The vN, or self-replicating robots, of this world all have a built in failsafe to protect humans from a mechanical revolution. If a vN sees a human come to harm, their programming begins to glitch. The greater the harm, the worse the robot becomes; eventually this can lead to a complete shutdown, tying robot survival and obedience to their own self-preservation. However, in certain rare instances, robots have been iterated without the failsafe and harmed humans.
The novel begins with Javier living with the love of his life, a failsafe-free vN woman named Amy, on an idyllic mechanoid island where they feel safe from humans who wish to eliminate them. However, not far into the novel, disaster occurs and Javier begins his painful and dangerous journey.
The characters in this story gripped me right away. I cared about what happened to each of them, loving the heroes and despising the villains. The nature of Javier’s journey is one of self-discovery as well as a look at human society through synthetic eyes.
The Uncanny Valley, the range of familiarity with almost-human imitations that causes revulsion in humans themselves, is a constant theme throughout the book. The author frequently juxtaposes the real with imitation or synthetic versions of things, not only contrasting humans with vN, but even cars, furniture, and entire neighborhoods are compared to their original models. Javier, the vN protagonist, functions as a walking and talking Turing test, constantly evaluating the believability of the other vN characters throughout the book. His vision bridges both human and vN society, and questions the validity of both.
The battle scenes are incredible. New machines of destruction fight against super-strong, high-jumping robots, and the results are anything but boring. The clear villain of the previous novel, vN, is replaced with villainous characters sprinkled liberally throughout the narrative. Abusive humans, as well as their vN servants, seek to keep Javier from his objective, but the majority of humanity is cast in an unfavorable light. Since the story is mostly told from the point of view of a vN at the mercy of the failsafe, this shouldn’t be surprising.
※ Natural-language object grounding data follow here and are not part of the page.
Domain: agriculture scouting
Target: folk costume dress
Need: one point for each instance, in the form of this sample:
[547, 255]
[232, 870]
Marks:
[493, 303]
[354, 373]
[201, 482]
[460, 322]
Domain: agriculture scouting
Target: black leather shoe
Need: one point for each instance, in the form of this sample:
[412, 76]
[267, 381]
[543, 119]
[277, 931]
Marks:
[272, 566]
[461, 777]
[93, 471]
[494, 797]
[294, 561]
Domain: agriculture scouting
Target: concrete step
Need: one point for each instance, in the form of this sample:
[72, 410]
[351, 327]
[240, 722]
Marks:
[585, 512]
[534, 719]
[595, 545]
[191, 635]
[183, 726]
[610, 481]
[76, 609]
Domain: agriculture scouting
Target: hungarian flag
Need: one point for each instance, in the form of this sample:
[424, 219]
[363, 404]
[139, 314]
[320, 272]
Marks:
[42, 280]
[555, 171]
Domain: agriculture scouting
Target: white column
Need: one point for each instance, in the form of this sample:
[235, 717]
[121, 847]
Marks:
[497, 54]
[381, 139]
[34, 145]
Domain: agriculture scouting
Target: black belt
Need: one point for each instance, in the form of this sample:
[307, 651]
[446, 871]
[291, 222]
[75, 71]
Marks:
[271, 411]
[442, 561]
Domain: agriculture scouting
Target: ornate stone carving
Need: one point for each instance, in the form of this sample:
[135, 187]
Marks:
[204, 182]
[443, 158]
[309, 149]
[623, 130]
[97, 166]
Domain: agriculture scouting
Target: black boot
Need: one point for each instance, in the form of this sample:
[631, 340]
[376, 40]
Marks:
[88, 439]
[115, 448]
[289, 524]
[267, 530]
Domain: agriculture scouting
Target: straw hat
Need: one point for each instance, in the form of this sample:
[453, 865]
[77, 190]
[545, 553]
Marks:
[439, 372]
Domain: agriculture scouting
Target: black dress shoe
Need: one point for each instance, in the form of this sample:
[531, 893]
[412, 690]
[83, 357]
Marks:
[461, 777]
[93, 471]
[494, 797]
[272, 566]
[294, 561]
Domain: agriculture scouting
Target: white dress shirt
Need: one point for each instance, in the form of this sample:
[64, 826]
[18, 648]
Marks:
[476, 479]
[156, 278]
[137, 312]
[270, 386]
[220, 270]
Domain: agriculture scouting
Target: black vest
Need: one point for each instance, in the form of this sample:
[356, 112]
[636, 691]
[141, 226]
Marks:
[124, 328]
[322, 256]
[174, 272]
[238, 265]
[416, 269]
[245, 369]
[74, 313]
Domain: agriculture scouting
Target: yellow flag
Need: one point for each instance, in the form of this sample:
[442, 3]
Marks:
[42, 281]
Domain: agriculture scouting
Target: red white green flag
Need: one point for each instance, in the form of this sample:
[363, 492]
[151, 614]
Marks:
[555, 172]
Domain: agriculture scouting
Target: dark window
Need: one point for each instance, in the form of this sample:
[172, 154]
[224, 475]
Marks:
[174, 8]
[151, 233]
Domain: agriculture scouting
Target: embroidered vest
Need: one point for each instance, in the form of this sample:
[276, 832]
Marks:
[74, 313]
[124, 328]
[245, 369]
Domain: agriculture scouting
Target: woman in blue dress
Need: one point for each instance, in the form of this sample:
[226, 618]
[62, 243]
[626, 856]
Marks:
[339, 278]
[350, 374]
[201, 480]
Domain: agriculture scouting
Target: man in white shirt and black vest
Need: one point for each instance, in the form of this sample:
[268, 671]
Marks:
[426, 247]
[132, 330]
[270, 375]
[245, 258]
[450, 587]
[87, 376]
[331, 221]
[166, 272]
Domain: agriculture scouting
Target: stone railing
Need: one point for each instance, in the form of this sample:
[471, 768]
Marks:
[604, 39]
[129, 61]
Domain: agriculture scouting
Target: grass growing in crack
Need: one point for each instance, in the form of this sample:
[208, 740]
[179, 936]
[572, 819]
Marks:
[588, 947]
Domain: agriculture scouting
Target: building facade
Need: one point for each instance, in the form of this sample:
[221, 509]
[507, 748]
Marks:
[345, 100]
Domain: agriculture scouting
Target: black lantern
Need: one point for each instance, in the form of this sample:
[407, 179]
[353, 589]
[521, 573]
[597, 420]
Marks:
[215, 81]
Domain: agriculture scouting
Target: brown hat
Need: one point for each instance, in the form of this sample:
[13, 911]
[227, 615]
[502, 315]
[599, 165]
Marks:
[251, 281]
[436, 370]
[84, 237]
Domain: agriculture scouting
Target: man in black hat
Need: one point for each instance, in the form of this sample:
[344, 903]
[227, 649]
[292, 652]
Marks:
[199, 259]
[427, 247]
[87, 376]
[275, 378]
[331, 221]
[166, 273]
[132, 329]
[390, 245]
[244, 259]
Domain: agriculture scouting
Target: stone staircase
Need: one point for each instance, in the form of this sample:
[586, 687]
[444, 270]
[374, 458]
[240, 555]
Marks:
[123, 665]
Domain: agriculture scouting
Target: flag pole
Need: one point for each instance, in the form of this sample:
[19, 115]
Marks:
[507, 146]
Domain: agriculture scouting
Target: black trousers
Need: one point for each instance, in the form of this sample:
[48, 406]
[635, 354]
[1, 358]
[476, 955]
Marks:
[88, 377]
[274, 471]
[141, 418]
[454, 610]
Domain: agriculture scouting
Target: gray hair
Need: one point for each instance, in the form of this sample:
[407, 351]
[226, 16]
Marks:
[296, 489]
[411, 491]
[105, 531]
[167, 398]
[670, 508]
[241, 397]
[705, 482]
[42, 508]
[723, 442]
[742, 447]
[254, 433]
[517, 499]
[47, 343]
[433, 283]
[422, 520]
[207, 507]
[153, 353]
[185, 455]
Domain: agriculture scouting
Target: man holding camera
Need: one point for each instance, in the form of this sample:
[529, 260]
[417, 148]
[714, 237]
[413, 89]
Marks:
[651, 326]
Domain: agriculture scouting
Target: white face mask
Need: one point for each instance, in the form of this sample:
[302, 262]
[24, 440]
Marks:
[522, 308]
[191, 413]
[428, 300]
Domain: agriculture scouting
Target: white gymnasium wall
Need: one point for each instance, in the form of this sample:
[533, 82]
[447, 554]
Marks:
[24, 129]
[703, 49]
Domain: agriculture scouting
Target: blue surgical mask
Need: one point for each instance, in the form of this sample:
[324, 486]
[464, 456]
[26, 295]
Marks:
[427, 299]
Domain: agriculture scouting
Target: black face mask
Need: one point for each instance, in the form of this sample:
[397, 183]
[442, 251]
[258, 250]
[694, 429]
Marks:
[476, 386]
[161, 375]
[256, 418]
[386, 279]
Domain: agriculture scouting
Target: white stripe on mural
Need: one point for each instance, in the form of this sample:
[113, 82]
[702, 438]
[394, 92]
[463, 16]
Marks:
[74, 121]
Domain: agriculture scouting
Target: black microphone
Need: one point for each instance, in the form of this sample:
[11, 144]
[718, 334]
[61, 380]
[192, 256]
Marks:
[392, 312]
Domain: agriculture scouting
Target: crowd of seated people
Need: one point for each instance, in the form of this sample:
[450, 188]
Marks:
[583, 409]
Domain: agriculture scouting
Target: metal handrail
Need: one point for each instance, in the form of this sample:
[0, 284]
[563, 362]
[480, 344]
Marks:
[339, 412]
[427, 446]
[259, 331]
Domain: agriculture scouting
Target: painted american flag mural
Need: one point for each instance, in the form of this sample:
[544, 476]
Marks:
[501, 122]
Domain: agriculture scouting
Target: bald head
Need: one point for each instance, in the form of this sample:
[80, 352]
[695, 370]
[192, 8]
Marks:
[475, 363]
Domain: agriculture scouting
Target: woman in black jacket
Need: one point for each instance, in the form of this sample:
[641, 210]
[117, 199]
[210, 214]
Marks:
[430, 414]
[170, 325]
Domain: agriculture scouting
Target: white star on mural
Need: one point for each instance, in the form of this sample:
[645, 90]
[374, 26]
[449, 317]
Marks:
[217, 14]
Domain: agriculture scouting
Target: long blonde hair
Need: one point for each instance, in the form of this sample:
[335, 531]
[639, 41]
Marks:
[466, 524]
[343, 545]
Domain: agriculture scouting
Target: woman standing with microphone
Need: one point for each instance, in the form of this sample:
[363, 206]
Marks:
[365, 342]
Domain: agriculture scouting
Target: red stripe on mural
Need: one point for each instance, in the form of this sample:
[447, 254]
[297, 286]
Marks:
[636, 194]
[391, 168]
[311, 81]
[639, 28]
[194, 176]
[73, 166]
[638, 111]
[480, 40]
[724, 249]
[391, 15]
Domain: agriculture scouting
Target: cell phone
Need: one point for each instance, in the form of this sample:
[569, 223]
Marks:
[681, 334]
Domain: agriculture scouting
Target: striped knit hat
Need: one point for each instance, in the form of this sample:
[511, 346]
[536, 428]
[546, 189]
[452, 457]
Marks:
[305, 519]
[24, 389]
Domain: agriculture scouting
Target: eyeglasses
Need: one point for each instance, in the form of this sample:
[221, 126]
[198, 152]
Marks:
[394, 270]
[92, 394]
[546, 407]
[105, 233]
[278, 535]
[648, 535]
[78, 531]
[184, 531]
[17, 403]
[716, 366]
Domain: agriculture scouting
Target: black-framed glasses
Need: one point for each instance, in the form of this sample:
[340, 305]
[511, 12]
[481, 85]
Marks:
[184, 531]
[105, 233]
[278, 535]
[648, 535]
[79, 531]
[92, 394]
However, in my opinion, the novel contains way too much graphic language and sex, especially perversion involving pedophilia. Parts of the plot depend on sexual attitudes and situations, but I didn’t feel that the abundance of crude and graphic language and scenes contributed significantly to plot. In fact, I began to question its plausibility, since almost every sexual situation between humans involved participants who were incapable of procreating. How could humanity sustain its population in this type of society?
Though the author is adept at dropping information throughout the narrative without slowing down the action, readers unfamiliar with the previous novel, vN, might find this plot initially difficult to follow. Javier, though somewhat less endearing than the previous novel’s heroine, struggles to find himself and his redemption, and despite a few loose ends left for the continuation of the series, the novel concludes with a satisfying ending. Fans of Ashby’s Machine Dynasty series should enjoy her bizarre world and its creations for years to come.